Spectroscopic photoacoustic imaging for cardiovascular interventions

Alongside ultrasound imaging, photoacoustic imaging (PA) augments the imaging system with tissue composition information. Indeed, PA primarily maps tissue optical absorption and thus can reveal tissue composition. Localizing and identifying specific biomolecules can be very useful for both diagnostic imaging and evaluation of the treatment effect in various applications. PA imaging can for instance discern lipid-rich atherosclerotic plaques from fibrotic ones. It can also distinguish highly vascularized or highly oxygenated tissue from hypoxic areas in tumors. However, multiple parameters affect the PA signal received, rendering a direct mapping from signal received to absorption challenging.
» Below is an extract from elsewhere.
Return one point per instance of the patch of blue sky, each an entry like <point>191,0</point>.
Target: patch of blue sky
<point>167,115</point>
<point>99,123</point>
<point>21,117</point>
For instance, at selected wavelengths, multiple chromophores may contribute to the signal observed. In order to separate the different chromophores, judicious spectral tuning of imaging wavelengths can help. We call this technique spectroscopic photoacoustic imaging (sPA). Based on sPA imaging, we were capable to super-localize sources down to 1/20th of the imaging system point spread function (PSF). sPA can also improve the imaging specificity and sensitivity of targeted tissue features. In this talk, we showcase the many benefits of sPA imaging for image enhancement. We also discuss challenges and feasibility to integrate in surgical tools for minimally invasive interventions. In particular, we focus on how sPA studies can take the specific problem of visualization of RF ablation for atrial fibrillation from bench to bedside.